James Hamilton-Paterson (not to be confused with the best-selling mediocrity James Patterson) seems to suggest, in this excerpt from his beautiful book The Great Deep: The Sea and its Thresholds, that piracy - particularly the extreme variety that flourished in 17th-century West Indies - was a consequence of a lack of women.

"A good example of a highly specialized social group living in extreme circumstances is that of seventeenth-century English pirates in the Caribbean. It was described recently [1983] by a scholar who, in default of extensive documentation (for they were not great diarists) elegantly deduced by a series of negative proofs how their lives had to have been. His thesis is that these buccaneers were practically all homosexual and that their piratical activities were sustained by their sexual relationships, much as the Spartans' valor was. He cites as determining factors the generally lenient prevailing attitudes to homosexuality in England at the time and the way in which apprentices were drawn or press ganged extensively from the bands of boy vagrants ('great flockes of Chyldren') who roamed the country and whose group identification, for their own protection, was exclusive.
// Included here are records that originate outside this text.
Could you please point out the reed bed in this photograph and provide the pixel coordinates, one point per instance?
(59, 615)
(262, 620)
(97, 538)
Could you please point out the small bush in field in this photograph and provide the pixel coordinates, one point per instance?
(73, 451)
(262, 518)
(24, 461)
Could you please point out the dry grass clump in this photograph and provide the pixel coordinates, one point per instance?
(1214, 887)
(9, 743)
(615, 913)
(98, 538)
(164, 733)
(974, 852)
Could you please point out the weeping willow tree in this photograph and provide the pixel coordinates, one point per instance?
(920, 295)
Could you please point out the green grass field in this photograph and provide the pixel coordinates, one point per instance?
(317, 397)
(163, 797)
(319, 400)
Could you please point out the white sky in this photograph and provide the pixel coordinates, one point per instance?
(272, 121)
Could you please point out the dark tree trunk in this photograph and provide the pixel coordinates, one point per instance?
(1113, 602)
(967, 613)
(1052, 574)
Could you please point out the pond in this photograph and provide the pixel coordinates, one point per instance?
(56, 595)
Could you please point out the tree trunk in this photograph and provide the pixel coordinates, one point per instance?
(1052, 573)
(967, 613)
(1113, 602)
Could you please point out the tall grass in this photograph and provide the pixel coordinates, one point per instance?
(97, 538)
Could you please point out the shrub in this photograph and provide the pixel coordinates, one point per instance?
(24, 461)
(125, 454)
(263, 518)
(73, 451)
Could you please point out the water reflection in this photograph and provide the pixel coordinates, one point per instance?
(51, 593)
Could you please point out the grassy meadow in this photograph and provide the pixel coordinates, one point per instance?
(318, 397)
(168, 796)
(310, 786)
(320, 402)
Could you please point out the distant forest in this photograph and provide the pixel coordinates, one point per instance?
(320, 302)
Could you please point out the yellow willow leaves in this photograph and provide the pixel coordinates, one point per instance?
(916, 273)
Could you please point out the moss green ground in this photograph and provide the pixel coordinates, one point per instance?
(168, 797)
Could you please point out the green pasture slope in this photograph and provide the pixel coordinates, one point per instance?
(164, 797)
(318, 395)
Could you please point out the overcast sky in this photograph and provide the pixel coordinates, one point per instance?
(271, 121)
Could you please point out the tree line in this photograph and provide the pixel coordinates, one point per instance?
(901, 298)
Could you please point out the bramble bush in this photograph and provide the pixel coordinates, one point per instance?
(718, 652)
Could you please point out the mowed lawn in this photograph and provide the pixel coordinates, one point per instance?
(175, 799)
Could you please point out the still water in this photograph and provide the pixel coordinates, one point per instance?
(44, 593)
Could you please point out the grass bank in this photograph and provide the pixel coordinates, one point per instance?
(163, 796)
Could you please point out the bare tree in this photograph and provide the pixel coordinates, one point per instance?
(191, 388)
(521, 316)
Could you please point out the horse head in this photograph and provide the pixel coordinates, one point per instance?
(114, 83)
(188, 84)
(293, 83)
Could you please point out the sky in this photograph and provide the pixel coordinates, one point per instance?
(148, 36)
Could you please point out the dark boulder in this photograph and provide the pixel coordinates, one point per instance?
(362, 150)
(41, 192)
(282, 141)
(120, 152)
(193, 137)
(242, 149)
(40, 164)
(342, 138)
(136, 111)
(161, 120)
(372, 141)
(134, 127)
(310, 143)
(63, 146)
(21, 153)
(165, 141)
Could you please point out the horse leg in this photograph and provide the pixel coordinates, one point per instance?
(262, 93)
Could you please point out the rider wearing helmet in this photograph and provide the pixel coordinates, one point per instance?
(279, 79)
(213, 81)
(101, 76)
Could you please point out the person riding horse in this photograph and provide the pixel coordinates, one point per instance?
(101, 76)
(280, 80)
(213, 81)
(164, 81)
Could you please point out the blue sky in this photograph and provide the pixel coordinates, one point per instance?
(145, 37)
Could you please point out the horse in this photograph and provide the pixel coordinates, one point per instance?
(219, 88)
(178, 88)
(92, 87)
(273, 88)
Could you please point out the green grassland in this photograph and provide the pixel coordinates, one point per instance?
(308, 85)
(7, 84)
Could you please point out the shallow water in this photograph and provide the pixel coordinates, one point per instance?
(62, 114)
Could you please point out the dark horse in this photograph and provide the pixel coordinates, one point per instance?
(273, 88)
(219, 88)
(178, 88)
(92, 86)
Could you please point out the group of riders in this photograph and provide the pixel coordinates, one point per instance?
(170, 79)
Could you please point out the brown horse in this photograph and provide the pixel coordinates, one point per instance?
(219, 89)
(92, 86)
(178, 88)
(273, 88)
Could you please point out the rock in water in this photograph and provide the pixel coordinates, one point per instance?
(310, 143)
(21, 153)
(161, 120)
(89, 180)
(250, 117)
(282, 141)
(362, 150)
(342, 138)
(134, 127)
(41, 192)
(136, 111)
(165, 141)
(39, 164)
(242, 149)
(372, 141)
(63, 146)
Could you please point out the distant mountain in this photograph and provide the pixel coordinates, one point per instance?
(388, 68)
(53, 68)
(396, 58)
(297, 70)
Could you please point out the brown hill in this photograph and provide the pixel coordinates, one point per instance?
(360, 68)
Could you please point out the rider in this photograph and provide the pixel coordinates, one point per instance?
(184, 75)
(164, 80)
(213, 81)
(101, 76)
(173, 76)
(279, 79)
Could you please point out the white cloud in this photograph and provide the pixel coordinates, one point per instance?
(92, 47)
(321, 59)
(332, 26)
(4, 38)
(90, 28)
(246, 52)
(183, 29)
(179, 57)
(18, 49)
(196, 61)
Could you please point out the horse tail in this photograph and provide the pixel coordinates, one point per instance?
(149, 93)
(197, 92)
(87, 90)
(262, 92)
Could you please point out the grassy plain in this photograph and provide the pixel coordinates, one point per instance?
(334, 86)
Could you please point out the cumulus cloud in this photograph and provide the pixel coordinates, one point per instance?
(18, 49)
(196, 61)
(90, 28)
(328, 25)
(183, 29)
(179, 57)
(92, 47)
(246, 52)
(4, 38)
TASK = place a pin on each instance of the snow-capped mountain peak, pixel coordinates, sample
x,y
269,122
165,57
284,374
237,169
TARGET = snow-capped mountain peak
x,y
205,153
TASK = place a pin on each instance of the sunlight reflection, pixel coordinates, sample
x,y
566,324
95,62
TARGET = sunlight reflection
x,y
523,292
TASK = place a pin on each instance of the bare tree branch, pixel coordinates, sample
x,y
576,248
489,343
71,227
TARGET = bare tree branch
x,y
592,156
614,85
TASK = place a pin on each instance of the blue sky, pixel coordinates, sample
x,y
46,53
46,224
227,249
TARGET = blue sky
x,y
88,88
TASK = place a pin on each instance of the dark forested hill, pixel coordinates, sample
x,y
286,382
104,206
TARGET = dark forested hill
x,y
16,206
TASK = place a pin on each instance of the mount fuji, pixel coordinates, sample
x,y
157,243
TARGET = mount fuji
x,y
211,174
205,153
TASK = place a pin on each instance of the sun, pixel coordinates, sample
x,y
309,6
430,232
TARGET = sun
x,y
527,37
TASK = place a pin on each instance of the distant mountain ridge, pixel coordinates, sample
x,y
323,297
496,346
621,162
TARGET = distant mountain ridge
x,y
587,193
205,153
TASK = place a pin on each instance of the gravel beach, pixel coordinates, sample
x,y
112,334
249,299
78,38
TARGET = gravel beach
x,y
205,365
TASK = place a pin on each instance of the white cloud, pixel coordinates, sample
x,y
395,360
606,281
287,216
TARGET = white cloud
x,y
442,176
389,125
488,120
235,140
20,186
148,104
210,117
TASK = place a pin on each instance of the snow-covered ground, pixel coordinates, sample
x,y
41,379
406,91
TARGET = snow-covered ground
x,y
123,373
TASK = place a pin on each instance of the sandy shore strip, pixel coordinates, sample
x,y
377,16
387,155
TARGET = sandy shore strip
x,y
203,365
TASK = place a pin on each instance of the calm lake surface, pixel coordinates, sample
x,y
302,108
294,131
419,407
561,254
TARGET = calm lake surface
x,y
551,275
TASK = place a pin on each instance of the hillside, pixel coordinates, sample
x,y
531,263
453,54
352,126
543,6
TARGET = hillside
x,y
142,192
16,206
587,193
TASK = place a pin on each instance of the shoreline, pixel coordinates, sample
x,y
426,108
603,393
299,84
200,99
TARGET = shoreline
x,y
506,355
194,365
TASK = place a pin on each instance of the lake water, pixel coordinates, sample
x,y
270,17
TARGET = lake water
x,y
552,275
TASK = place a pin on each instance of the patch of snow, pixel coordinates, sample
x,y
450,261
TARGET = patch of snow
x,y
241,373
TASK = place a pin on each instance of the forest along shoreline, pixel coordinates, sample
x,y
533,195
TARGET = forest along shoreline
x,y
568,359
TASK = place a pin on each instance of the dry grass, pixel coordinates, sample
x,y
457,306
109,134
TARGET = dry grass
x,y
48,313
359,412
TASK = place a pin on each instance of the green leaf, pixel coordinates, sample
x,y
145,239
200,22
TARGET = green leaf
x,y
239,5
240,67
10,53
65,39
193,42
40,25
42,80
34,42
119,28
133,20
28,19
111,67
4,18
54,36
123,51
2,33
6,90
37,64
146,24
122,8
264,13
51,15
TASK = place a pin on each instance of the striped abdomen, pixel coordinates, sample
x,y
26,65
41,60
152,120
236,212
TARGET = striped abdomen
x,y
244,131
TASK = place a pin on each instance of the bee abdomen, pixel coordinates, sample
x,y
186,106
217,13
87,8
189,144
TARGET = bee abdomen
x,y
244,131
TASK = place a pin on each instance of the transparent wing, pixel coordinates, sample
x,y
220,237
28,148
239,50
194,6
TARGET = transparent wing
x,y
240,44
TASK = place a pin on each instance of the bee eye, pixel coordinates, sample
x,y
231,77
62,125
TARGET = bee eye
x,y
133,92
Furthermore, the population of the British West Indian islands was then almost entirely male, an imbalance enhanced by transportation. 'The single certainty is that the only nonsolitary sexual activities available to buccaneers for most of the years they spent in the Caribbean and almost all of the time they were aboard ship were homosexual.' (1) Very few pirates ever married, it seems, and those who did were uniformly unlucky with their women (and vice versa, one would imagine). Blackbeard, William Dampier, Bartholomew Sharp and other pirate captains jealously guarded their favorite boys, while all aboard took advantage of a form of male bonding discreetly named matelotage. It is a great pity there is such a dearth of contemporary documents, although vivid details do emerge. Captain John Avery was known as Long Ben, 'not because of his height.' Add to all this the occasional bouts of derring do and the frequent orgies of drinking when every soul aboard from captain to ten-year-old powder monkey was stone drunk, and by contrast to the solidarity of outlaw life afloat, that of 'straight' life (in both senses) ashore would have seemed dreary indeed. It is strange to think that, but for the lack of a few hundred women in the West Indies, piracy might have assumed quite different patterns or even have been suppressed entirely by privateers."

Strange indeed! Anyone still smiling at Johnny Depp's Keith Richards turn as the pirate Jack Sparrow in the dreadful Disney Pirates of the Caribbean movies might now be wondering what plumbing Keira Knightley was hiding under that dress. But maritime history is rich in such anecdotes. Richard Hough suggested in his great book Captain Bligh and Mister Christian that one possible explanation for Fletcher Christian's decision to lead the crew of the HMS Bounty in mutiny was Bligh's unwelcome homosexual advances during the homeward voyage from Tahiti. And it was Winston Churchill who was supposed to have said, "Don't talk to me about naval tradition. It's nothing but run, sodomy and the lash."

Hamilton-Paterson should've read a review that George Orwell wrote of a book called Walls Have Mouths by W.F.R. Macarthey: "The most dreadful chapter in this book is the one entitled 'Notes on Prison Sex Life'. It gave me such a shock when I read it, for it suddenly revealed to me the meaning of a conversation of years earlier. I once asked a Burmese criminal why he disliked going to jail. He answered with a look of disgust and the single word, 'Sodomy'. I thought then that he merely meant that among the convicts there were a few homosexuals who pestered the others, but what Mr. Macarthey makes clear is that in prison, after a few years, almost every man becomes homosexual, in spite of putting up a fight against it. He gives a horrible account of the way in which homosexuality gradually overwhelmed himself, first of all through the medium of his dreams."
I think Orwell, who was a terrible homophobe, got it wrong. It is not that all men are inherently gay, and that only the right (or wrong) circumstances will bring it out. It is not even that all men are bi. Freud may have (famously) pointed out that there is only one libido that serves both men and women, but the message is painfully clear to me: for men, anyone may serve as a sex-object, any orifice may be enlisted to satisfy the libido - depending entirely on the degree of their personal delicacy. This is a far more chilling estimate of male sexuality than either Hamilton-Paterson or Orwell imagined.


(1) B.R. Burg, Sodomy and the Perception of Evil. English Sea-Rovers in the Seventeenth Century Caribbean (1983)

[Postscript: The new dispensation explains the behavior of pirates (and prisoners) as "Situational Homosexuality" - not homosexuality at all, but the male response to a situation in which vaginas are conspicuously absent.]